> Usually, you still have the “server is selectively lying” problem; unless the users are talking to each other, how do the consensus rules help with this?
If you're submitting txs to a node that doesn't communicate to the mainnet (they're isolated from it) then any txs that go to it would be void. You could just use that Eth on the proper mainnet as it wouldn't be on the chain. If the node decided to then come onto the mainnet it's chain would be vetoed by the other nodes states and would fork back onto the main chain. Ethereal has Byzantine-Fault Tolerance up to 50% and you don't gain anything by running an isolated node to try trick people.
That's not the only way to lie. You could, for example, lie that a transaction that doesn't exist has gone through – say, in a cross-chain “currency exchange”. Or perform a double-spend attack. Or many other things, because the Byzantine fault tolerance doesn't apply in this case.

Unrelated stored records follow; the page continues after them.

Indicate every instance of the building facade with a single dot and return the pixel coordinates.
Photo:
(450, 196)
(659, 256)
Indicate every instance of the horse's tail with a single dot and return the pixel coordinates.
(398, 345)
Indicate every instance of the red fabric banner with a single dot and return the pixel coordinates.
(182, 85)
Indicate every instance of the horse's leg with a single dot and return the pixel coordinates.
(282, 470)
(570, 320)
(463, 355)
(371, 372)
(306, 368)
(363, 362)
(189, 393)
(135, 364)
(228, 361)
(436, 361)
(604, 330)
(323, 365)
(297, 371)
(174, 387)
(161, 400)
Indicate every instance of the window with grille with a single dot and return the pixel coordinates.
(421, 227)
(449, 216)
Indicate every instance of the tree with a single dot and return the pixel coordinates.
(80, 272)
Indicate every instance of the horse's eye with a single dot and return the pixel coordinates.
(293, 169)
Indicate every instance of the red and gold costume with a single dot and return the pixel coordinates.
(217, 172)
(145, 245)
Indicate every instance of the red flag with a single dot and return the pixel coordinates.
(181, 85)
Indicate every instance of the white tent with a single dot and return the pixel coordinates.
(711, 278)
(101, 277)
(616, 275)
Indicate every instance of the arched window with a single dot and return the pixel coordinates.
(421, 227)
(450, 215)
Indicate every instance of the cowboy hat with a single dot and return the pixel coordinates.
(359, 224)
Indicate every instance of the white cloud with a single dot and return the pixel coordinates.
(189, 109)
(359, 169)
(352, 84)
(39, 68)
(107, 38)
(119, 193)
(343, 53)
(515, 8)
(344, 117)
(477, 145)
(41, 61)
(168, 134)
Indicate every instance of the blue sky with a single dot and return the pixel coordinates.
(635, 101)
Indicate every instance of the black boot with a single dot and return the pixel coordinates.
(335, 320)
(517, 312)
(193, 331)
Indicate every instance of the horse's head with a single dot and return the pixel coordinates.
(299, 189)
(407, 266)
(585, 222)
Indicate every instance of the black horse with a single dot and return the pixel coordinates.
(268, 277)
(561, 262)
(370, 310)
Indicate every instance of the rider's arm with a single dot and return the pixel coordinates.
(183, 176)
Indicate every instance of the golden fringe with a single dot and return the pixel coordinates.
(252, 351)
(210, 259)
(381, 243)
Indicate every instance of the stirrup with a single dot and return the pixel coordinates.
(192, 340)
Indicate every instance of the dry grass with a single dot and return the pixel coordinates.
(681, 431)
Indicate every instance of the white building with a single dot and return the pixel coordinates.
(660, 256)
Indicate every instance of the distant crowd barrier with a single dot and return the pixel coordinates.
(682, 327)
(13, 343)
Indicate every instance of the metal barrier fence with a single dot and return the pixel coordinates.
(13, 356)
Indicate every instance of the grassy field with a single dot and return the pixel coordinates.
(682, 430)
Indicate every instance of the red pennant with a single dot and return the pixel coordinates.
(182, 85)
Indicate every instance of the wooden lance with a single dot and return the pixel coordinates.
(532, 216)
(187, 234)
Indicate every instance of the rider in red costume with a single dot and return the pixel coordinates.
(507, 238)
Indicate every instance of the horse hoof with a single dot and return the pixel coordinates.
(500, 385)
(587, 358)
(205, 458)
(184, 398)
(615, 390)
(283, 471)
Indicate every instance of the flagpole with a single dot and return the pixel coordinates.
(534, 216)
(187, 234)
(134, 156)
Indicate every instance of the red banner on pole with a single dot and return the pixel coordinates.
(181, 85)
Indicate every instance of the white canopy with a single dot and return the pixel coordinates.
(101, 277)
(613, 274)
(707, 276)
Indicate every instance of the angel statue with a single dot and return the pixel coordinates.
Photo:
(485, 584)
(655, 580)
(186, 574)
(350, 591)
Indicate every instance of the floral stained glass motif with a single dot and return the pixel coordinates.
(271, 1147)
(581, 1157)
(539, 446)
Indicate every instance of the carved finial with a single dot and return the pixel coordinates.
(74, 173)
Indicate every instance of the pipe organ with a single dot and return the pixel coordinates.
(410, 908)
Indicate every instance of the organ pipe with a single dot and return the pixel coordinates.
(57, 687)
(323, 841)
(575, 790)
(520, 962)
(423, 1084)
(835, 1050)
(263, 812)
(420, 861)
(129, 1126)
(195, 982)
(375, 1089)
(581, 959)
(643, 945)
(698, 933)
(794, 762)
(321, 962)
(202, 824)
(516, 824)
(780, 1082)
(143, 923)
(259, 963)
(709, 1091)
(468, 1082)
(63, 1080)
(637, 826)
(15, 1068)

If you're submitting txs to a node that doesn't communicate to the mainnet (they're isolated from it) then any txs that go to it would be void. You could just use that Eth on the proper mainnet as it wouldn't be on the chain. If the node decided to then come onto the mainnet it's chain would be vetoed by the other nodes states and would fork back onto the main chain. Ethereal has Byzantine-Fault Tolerance up to 50% and you don't gain anything by running an isolated node to try trick people.